Legends of Tomorrow exists as a balancing act. On the one hand, it’s the story of larger-than-life heroes risking life and limb to save the world from terrible threats. On the other hand, it’s the story of bumbling, irresponsible misfits who just want to have a good time. That the characters can be both, can succeed at both, is what makes the show such a delight, combining world-saving superheroics and sitcommy antics into one, seamless package.

And whenever a new Legend is added, they usually take a bit to adjust to this dichotomy. Ava and Amaya came to the team as serious, no-nonsense professionals; it took a while before they started to loosen up and appreciate just how fun time traveling escapades could be. Conversely, Mick and Charlie started off uninterested in the heroic side of things, just wanting to drink a lot, party hard, and get into some trouble; coming to care for the team and their mission was a gradual process. Those are the extreme ends of the scale, but most Legends have had to spend at least a bit of time on that learning curve.

That’s not a complaint. Each season of Legends has brought new characters to the team, and seeing these newbies acclimate to the controlled chaos that is the Waverider has formed some of the show’s most consistently solid character work. Now it’s Astra’s turn to go through the process.

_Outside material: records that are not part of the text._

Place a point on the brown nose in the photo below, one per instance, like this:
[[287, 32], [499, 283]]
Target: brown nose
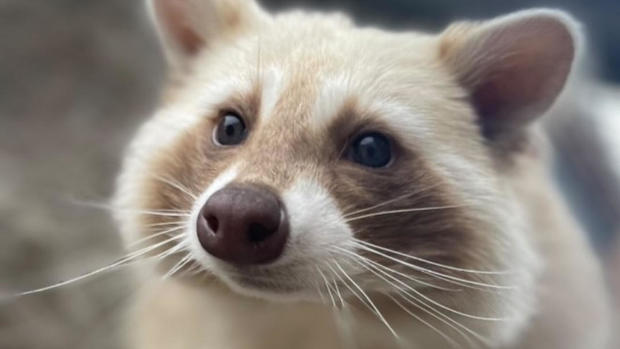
[[243, 224]]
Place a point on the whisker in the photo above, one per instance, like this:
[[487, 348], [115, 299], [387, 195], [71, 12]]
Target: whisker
[[402, 210], [331, 296], [178, 266], [431, 311], [444, 307], [371, 303], [152, 236], [416, 280], [390, 201], [155, 212], [176, 185], [419, 259], [432, 272], [450, 341]]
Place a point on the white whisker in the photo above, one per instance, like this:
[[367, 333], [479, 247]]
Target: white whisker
[[402, 210], [433, 263], [176, 185], [371, 303]]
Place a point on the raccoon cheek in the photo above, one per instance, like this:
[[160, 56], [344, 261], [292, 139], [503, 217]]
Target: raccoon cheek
[[315, 220]]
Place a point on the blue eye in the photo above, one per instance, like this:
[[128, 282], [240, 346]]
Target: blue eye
[[371, 150], [230, 131]]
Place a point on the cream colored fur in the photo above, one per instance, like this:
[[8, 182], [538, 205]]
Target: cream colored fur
[[559, 301]]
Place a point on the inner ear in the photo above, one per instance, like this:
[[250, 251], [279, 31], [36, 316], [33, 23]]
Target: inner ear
[[513, 67]]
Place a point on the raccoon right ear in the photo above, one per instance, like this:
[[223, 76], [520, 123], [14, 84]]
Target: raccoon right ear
[[513, 67], [186, 27]]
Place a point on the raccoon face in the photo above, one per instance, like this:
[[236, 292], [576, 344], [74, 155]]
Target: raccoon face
[[300, 157]]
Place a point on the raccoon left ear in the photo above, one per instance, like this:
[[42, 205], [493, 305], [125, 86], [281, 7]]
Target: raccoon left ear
[[513, 67], [186, 27]]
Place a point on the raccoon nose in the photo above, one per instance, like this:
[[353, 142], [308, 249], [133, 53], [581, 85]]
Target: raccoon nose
[[243, 224]]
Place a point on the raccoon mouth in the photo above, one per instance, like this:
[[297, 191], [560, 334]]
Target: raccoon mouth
[[264, 283]]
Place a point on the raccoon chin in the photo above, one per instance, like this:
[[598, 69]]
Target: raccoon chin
[[271, 285]]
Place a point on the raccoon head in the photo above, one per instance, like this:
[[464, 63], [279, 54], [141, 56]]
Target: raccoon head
[[298, 156]]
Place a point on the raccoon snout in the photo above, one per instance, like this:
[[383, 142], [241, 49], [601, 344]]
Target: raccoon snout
[[243, 224]]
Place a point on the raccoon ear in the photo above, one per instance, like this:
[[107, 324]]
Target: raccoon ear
[[514, 67], [186, 27]]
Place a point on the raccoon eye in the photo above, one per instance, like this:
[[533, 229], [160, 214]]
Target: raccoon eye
[[230, 131], [371, 149]]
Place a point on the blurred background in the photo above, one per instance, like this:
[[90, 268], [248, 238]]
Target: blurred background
[[78, 76]]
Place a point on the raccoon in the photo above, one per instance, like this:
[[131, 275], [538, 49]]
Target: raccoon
[[309, 183]]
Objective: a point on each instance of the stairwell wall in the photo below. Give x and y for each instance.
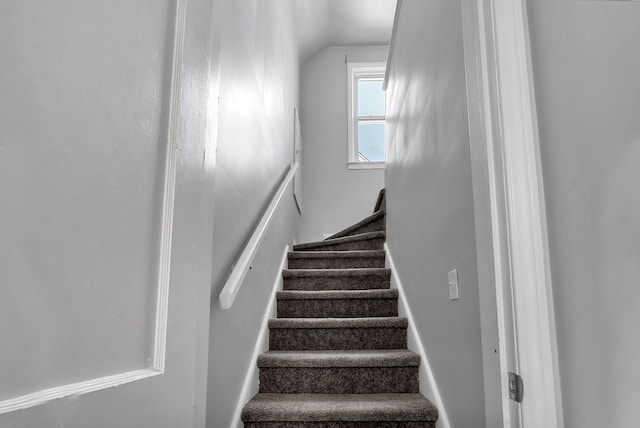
(86, 92)
(258, 92)
(430, 217)
(334, 196)
(586, 59)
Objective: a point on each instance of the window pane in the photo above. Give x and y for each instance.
(371, 141)
(370, 97)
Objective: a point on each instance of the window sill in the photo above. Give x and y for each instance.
(365, 165)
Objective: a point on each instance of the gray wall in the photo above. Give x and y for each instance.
(334, 197)
(586, 59)
(258, 92)
(430, 221)
(83, 113)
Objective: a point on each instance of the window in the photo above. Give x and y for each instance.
(366, 104)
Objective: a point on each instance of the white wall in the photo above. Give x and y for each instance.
(258, 92)
(334, 196)
(586, 59)
(430, 220)
(84, 117)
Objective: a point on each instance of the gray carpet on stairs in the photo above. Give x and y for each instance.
(338, 353)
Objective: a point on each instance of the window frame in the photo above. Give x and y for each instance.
(355, 72)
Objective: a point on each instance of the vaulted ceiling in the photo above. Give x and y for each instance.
(322, 23)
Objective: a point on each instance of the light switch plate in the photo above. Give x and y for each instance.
(453, 285)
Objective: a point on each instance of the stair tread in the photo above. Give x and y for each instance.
(337, 294)
(371, 322)
(353, 238)
(339, 407)
(348, 358)
(370, 219)
(335, 254)
(291, 273)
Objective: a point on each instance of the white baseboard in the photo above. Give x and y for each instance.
(428, 383)
(250, 385)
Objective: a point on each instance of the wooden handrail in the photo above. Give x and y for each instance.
(239, 272)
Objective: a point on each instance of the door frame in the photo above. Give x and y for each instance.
(510, 214)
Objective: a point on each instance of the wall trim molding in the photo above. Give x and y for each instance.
(249, 386)
(430, 390)
(162, 302)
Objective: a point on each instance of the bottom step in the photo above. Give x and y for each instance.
(339, 411)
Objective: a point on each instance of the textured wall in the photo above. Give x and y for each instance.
(83, 113)
(430, 221)
(334, 196)
(258, 92)
(586, 59)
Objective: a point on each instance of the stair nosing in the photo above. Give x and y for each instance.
(275, 407)
(374, 293)
(336, 323)
(339, 358)
(289, 273)
(336, 254)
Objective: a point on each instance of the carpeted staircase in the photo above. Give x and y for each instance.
(338, 353)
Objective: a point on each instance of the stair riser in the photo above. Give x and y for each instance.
(299, 339)
(339, 380)
(337, 308)
(369, 244)
(318, 283)
(374, 226)
(346, 424)
(336, 263)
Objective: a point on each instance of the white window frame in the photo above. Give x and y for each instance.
(355, 72)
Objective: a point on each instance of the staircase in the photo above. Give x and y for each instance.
(338, 353)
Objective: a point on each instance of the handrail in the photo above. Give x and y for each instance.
(394, 31)
(239, 272)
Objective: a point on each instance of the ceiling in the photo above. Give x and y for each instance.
(323, 23)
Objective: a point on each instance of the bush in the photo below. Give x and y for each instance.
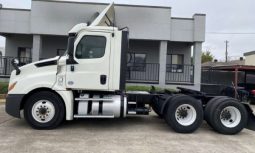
(4, 87)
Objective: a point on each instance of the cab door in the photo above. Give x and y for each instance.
(92, 55)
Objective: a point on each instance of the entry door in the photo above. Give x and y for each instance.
(92, 53)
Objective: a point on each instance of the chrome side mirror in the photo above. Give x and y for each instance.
(15, 63)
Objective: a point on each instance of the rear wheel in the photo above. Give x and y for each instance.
(184, 114)
(208, 107)
(229, 117)
(44, 110)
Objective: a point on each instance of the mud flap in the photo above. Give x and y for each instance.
(251, 117)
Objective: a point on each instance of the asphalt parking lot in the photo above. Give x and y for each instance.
(141, 134)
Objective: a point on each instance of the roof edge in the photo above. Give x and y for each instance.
(99, 3)
(16, 9)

She’s an odd mix of being both too carefree and not carefree enough for the Legends. She certainly has no interest in putting on colorful outfits and engaging in wacky shenanigans; she just wants to get the job over with as quickly and efficiently as possible. However, she also has no interest in responsibility or heroics, opting to maim, kill, and brute force her way through any problem, and damn the collateral damage. This double-dose of not-fitting-in is complicated by the fact that she’s aware the Legends are trying to fit her into the team’s mold, and is actively resisting it.

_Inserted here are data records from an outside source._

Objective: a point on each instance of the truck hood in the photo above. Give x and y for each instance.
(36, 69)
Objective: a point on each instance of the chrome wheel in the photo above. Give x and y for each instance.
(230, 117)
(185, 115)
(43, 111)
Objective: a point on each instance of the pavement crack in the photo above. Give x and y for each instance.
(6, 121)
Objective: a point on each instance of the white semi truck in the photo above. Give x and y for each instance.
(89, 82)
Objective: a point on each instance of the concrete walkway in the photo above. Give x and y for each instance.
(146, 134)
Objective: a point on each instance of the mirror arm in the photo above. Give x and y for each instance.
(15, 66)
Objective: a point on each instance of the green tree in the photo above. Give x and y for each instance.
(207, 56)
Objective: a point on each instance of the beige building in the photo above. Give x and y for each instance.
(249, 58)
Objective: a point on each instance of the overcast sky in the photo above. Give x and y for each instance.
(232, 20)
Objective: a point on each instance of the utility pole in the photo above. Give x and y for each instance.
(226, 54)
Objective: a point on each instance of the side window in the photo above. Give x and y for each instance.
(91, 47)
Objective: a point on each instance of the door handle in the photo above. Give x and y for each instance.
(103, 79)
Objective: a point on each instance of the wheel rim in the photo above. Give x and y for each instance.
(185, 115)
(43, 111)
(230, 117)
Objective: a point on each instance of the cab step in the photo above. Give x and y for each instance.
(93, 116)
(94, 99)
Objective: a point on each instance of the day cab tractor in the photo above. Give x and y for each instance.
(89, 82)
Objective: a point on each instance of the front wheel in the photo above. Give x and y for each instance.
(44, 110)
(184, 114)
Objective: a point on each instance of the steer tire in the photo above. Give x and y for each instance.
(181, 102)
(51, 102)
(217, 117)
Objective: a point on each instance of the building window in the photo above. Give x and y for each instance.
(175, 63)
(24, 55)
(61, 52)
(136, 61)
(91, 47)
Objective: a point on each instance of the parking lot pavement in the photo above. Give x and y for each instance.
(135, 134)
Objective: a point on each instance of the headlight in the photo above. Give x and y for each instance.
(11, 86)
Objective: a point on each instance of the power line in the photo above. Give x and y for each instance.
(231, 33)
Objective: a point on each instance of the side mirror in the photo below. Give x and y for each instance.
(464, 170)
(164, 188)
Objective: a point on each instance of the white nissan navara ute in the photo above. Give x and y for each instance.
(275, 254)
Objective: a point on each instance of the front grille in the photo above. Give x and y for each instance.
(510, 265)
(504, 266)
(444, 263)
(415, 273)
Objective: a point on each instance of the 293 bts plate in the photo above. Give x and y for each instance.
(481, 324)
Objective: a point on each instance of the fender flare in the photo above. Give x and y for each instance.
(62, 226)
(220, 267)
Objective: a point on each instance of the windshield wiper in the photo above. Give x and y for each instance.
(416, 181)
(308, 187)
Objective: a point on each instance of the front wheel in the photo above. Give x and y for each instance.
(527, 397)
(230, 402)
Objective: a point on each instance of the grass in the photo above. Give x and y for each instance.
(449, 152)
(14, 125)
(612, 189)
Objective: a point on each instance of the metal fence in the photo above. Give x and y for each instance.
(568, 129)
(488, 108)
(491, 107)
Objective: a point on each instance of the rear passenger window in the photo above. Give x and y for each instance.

It takes some doing to convince her that the Legends way isn’t about changing her into someone she’s not. The Legends all remain wildly different from each other, and Astra’s hell-born ruthlessness is no more out of place than Nate’s dude-bro tendencies, Mick’s gruff hedonism, or Gary’s . . . Gary-ness. Fitting in with the Legends isn’t about becoming like the other Legends; it’s more a matter of approach. It’s a matter of acknowledging their own dysfunction, how unsuited they are to heroism, but still giving it the old college try anyway, while still remembering to have fun along the way.

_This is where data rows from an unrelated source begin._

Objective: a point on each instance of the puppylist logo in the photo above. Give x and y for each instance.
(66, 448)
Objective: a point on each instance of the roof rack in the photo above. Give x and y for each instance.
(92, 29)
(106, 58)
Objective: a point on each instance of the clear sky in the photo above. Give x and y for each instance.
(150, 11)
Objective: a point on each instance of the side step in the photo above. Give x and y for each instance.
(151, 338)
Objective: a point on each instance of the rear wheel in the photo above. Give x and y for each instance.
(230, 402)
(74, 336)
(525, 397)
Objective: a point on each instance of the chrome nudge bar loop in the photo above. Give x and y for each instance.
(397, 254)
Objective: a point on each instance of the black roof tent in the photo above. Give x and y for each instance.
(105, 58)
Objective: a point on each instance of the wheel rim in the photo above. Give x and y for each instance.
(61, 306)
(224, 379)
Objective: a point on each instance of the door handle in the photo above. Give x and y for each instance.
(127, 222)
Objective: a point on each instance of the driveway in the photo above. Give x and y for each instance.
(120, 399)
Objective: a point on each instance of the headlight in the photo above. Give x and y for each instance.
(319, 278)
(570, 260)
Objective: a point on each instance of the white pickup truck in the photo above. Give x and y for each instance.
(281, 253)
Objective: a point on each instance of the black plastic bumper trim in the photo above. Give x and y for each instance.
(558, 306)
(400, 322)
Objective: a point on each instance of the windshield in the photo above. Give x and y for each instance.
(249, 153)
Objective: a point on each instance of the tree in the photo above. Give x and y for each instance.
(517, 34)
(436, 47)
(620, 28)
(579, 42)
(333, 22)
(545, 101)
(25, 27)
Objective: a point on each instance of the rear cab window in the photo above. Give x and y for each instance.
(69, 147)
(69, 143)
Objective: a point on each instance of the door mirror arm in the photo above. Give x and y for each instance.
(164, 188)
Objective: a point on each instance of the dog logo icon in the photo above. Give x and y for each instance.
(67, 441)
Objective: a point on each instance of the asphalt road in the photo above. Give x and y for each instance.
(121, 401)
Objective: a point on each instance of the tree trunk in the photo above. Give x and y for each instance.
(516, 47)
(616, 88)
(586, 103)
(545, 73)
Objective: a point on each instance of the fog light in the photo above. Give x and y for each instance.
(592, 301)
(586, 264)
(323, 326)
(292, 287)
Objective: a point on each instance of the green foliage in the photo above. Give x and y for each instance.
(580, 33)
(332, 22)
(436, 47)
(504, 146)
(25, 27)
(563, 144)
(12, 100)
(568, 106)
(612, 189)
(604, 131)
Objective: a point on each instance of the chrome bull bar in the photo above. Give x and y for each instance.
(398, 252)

The episode perhaps gets a bit too on the nose with this. Certainly, some of the talks with the sorority recruits take the finding-a-place-where-you-belong message to sappy levels. Still, while a dash more subtlety would’ve been nice, I can’t not love an outing where the solution to a teammate wreaking wanton destruction isn’t to convince them that wanton destruction is wrong; it’s to find ways to fit wanton destruction into what the team does. And that’s a trick the Legends have got down.

Stray Observations:

  • This was an overall a nice, low stakes, breather episode of Legends. Dionysus isn’t some villain who needs to be stopped, just a guy who happens to be an obstacle in their way, and is amiable enough in defeat. It’s a rare episode where no one’s life or well-being is ever threatened . . . at least as long as they can keep Astra away from the carbon monoxide detectors.
  • Too bad the Philosopher’s Stone was a myth, ‘cause getting it from Merlin would probably be pretty easy; that’s their old friend Stargirl, after all.
  • Hypbrotized or nipnotized? I’m not sure which I love more.
  • Thanks to time travel, Mick’s got a college campus named after him and a statue in Washington, D.C. What you wanna bet some other wacky enterprise gets his face put on Mount Rushmore?

 

MVP of the Week: Sara Lance

Legends of Tomorrow - Season 5, Episode 11 - Freaks and Greeks - Sara

Beating the god of drunken parties at Dartmouth rules beer pong while blind may be the coolest thing she’s ever done. And that’s coming at the top of a very long list.

Question of the Week: How do you feel about end-of-season cliffhangers? Do you enjoy them, or would you prefer each season to end on a more definite conclusion?